The phrase, counselling for earthly inhabitants, invites our attention in a specific way.
It started when I was reading some introductory paragraphs in a book about contemplation. The opening section of the book claimed the basic requirement for leading a thoughtful life is humility. My impression is that in our contemporary culture, humility is ranked low among qualities necessary for living a good life. It may have overtones of a worldview belonging to the Middle Ages, or in our own day, with the small minority of people who do not choose marriage, children, and mortgage payments but instead join a religious order.
Government and business leaders continuously inform us that we live in a highly competitive world, that we need to get our acts together lest we fall behind (God forbid!) and that any sign of reluctance to become number one is not only a personal failing but possibly unpatriotic. So, many of us keep running harder and harder in order not to end up coming last while the treadmill spins faster and faster. The Great Competition that contributes significantly to turning the wheels of our society appears to us as never-ending. We view the competitive spirit as something having emerged along with the first appearance of life. It is life! A consequence of harbouring such a view is that we require desperate self-improvement and around-the-clock efficiency measures just to stay afloat. Who then has the time to sit quietly and think about what is true, good or beautiful? Or what does it mean to be an earthly inhabitant?

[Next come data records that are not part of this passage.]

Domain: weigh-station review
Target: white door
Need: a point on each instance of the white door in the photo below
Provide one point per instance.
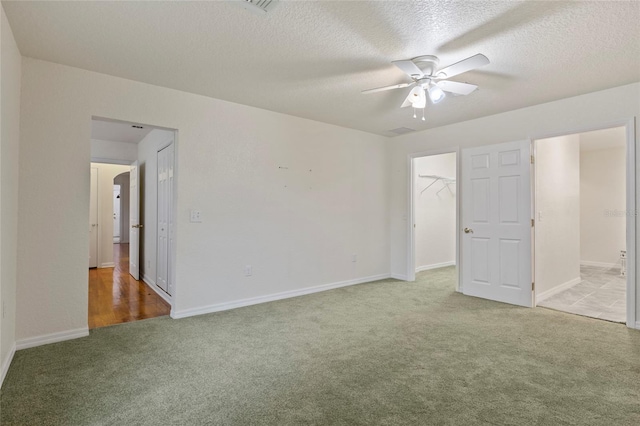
(165, 221)
(116, 213)
(496, 222)
(134, 221)
(93, 219)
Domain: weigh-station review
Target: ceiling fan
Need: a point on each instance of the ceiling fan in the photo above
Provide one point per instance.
(426, 77)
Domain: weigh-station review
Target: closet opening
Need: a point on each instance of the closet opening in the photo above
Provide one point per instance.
(433, 251)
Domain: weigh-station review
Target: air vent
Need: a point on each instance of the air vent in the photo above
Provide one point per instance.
(401, 130)
(259, 6)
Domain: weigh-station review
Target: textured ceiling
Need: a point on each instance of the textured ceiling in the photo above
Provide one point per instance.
(312, 58)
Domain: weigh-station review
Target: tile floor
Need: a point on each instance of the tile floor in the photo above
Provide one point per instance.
(600, 294)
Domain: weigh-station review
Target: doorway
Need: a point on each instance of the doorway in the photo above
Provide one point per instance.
(581, 223)
(117, 148)
(434, 214)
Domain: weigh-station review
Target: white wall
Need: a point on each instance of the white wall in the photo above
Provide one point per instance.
(113, 152)
(564, 116)
(106, 174)
(557, 231)
(123, 180)
(148, 163)
(292, 197)
(10, 71)
(603, 205)
(435, 212)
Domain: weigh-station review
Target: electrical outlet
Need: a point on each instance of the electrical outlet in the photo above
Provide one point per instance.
(195, 216)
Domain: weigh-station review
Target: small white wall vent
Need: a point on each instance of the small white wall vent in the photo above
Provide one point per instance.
(401, 130)
(258, 6)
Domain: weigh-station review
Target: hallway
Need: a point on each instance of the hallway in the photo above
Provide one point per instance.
(116, 297)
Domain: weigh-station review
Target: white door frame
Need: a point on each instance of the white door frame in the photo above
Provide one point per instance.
(631, 208)
(411, 246)
(171, 248)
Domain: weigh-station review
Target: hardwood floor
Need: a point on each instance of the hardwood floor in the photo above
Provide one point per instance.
(116, 297)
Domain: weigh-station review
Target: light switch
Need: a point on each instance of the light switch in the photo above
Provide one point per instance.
(196, 216)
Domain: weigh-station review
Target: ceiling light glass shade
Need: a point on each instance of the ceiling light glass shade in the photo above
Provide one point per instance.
(417, 97)
(435, 93)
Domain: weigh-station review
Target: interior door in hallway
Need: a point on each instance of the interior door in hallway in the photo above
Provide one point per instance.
(496, 221)
(165, 218)
(134, 220)
(93, 219)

It all feels exhausting and takes a toll on the mental health of individuals and communities. If we have already decided that we need to improve for the sake of achieving some desired outcome, even before we have any deep knowledge of who we are, we get caught in a cycle of activity that is perpetually trying to change what we have no genuine understanding of. All we know is that something about us can and therefore needs to be improved. Without a deep knowing of ourselves and particularly of what drives us, an insidious implication can attach itself to our quest for self-improvement. We may start to see ourselves as not enough. What originally may have started out to be an impulse for growth becomes a compulsion. We must be more. Questions of who we are are superseded by who we must be. We must be winners. The driving force of change in our lives shifts from a natural unfolding of abilities to a fear of losing a race. At this point, a counselling for earthly inhabitants may start to make some sense.
In the past fifteen years, the discoveries of neuroscience, specifically of mirror neurons, and the work of scientists such as the primatologist, Frans de Waal, offer mounting evidence that neither human beings nor certain mammalian species are hard-wired for competition. To the contrary, the rapidly accumulating knowledge points to an empathic, co-operative predisposition in social mammals and humans.

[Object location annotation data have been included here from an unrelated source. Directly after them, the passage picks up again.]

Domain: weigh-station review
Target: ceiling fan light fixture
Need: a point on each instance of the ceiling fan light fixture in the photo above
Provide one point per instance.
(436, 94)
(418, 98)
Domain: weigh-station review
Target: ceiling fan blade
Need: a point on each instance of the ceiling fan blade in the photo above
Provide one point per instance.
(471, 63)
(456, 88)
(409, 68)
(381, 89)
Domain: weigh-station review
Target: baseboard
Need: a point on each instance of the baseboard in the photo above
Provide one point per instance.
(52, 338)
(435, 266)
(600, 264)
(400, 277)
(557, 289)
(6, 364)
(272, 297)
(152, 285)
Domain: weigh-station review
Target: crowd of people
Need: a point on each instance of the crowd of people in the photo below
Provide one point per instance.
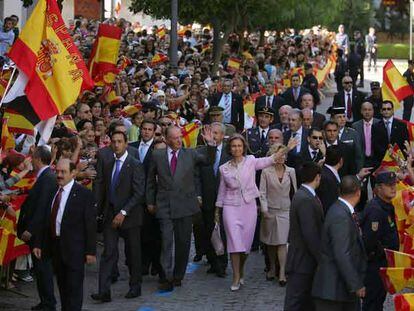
(288, 182)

It was at this point in my musings that the deeper meanings of the word humility began to stir. Thanks to a good dictionary, I discovered that humility, humus and human are all words that come from a common ancestor that means “earth, ground, soil”. The history of those words suggest that we humans are in fact beings of the earth, upon which we all stand, work, sleep, dream and to which we will all one day return–with the hope, perhaps, that our lives will prove to be of some good to those who come after. In this respect, we all share a common beginning and destination: the earth. All of us live as single, unique individuals among many, among billions of others. To the degree that we appreciate our common humanity and our common evolution as a species, we counterbalance the strong sense of ourselves as separate individuals. It softens the sometimes rigid boundaries between you and me that make our differences appear greater and more threatening than they actually are. With a bit of humility, we are likely to find our exaggerated emphasis on difference and separateness is like a fruit falling to the ground, rotting and decomposing back into the soil. This humbling cycle of life and death and life again, which reminds us that we humans are limited and united by our earthly embodiment, has, since the misty beginnings of history, provided a ground upon which we organize our lives . Awakening to the word human helps us remember the earth and invites us to join with its other residents with whom we share a home. Such a mood may be experienced as a home-coming that, in times of estrangement, may be helped by a counselling that views us as earth inhabitants.
As an occasional gardener, I know that when I make compost, I am imitating nature’s making of humus, returning what is no longer living to the earth to become nutrient for new life. I find that counselling is a similar undertaking, in which two persons talk about the aspects of one of their lives that seem to have become stuck and in some way deadened. Humility, that sense of a globally shared human experience, seems sufficient justification to pursue a counselling for earthly inhabitants.